New Line downsizes

Warner Bros. will absorb the studio behind ''The Lord of the Rings''

If only New Line staffers knew back in October that their star-studded 40th-anniversary bash at NYC’s Lincoln Center was an early going-away party, they might have drunk more champagne. On Feb. 28, Warner Bros. announced plans to absorb the mini-major — which introduced Freddy Krueger, Austin Powers, and Frodo — into a smaller unit of the studio. (Warner Bros. and ENTERTAINMENT WEEKLY are both divisions of Time Warner.) Founder Robert Shaye and partner Michael Lynne are out, and major layoffs are expected. Says Time Warner spokesman Edward Adler, ”At this point we can’t determine the number of layoffs because Warner Bros. has yet to go through everything, but it will be a large number.”

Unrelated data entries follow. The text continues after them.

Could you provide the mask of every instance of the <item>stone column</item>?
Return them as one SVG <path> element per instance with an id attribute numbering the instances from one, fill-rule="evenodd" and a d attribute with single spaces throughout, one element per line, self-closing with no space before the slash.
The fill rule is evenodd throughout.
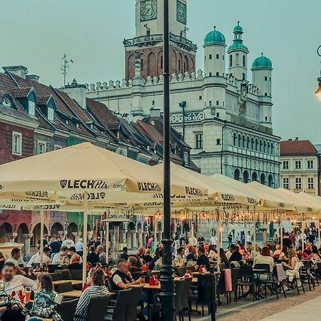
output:
<path id="1" fill-rule="evenodd" d="M 29 258 L 31 256 L 30 253 L 30 239 L 33 237 L 33 234 L 23 234 L 24 238 L 24 259 Z"/>
<path id="2" fill-rule="evenodd" d="M 137 249 L 137 233 L 136 231 L 134 231 L 133 233 L 133 235 L 132 235 L 132 239 L 133 239 L 133 244 L 132 244 L 132 247 L 134 249 Z"/>

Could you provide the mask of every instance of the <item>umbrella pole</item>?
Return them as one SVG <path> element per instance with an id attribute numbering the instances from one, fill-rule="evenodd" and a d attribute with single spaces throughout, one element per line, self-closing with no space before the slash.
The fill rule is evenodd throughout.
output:
<path id="1" fill-rule="evenodd" d="M 253 251 L 253 258 L 254 253 L 256 253 L 256 217 L 255 217 L 255 207 L 254 207 L 254 213 L 253 213 L 253 248 L 252 250 Z"/>
<path id="2" fill-rule="evenodd" d="M 44 210 L 40 211 L 40 268 L 44 266 Z"/>
<path id="3" fill-rule="evenodd" d="M 107 213 L 106 218 L 108 218 Z M 106 223 L 106 263 L 109 263 L 109 222 Z"/>
<path id="4" fill-rule="evenodd" d="M 303 252 L 305 250 L 305 238 L 304 238 L 304 235 L 305 235 L 305 230 L 304 228 L 305 227 L 303 226 L 303 223 L 304 223 L 304 220 L 303 220 L 303 214 L 302 215 L 302 223 L 301 223 L 301 243 L 302 243 L 302 251 Z"/>
<path id="5" fill-rule="evenodd" d="M 218 241 L 217 241 L 217 249 L 218 249 L 218 272 L 220 272 L 220 214 L 218 211 Z"/>
<path id="6" fill-rule="evenodd" d="M 88 193 L 84 193 L 83 199 L 83 285 L 87 278 L 87 222 L 88 222 Z"/>
<path id="7" fill-rule="evenodd" d="M 174 280 L 170 235 L 170 46 L 169 46 L 169 1 L 163 1 L 163 195 L 164 237 L 163 240 L 163 265 L 160 270 L 161 302 L 160 320 L 174 320 Z"/>

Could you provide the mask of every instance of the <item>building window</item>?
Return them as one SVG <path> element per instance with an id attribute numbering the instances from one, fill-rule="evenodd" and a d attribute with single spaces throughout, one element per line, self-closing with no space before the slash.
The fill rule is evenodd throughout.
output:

In the four years since the multibillion-dollar success of the Lord of the Rings trilogy, the studio has struggled to find another Precious One at the box office. The $180 million gamble on The Golden Compass last fall yielded just $70 million Stateside, while this month’s Will Ferrell comedy Semi-Pro opened to a meager $15 million. Despite the shake-up, much of New Line’s existing slate is still on track. Harold & Kumar Escape From Guantanamo Bay and Sex and the City: The Movie will likely hold their April 25 and May 30 premieres, especially since Warner has only Speed Racer to unveil during those two months. Release dates for four other completed films, including He’s Just Not That Into You, the Jennifer Aniston ensemble comedy (currently slated for August), are more uncertain — as Warner Bros. will need to juggle them with its other summer fare.

The move also leaves dozens of projects in development in doubt, though a planned two-film adaptation of J.R.R. Tolkien’s The Hobbit exec-produced by Peter Jackson is likely to move forward. And cameras will continue to roll on four New Line films already in the works: the Matthew McConaughey starrer Ghosts of Girlfriends Past; My Sister’s Keeper, starring Cameron Diaz and Abigail Breslin; Final Destination 4; and a Friday the 13th remake. That last production is a sign of Warner’s plan to return the new New Line to its roots, as an outlet for lower-budgeted, edgier genre fare. Notes one insider, ”New Line finding its voice and direction again is not such a bad thing.”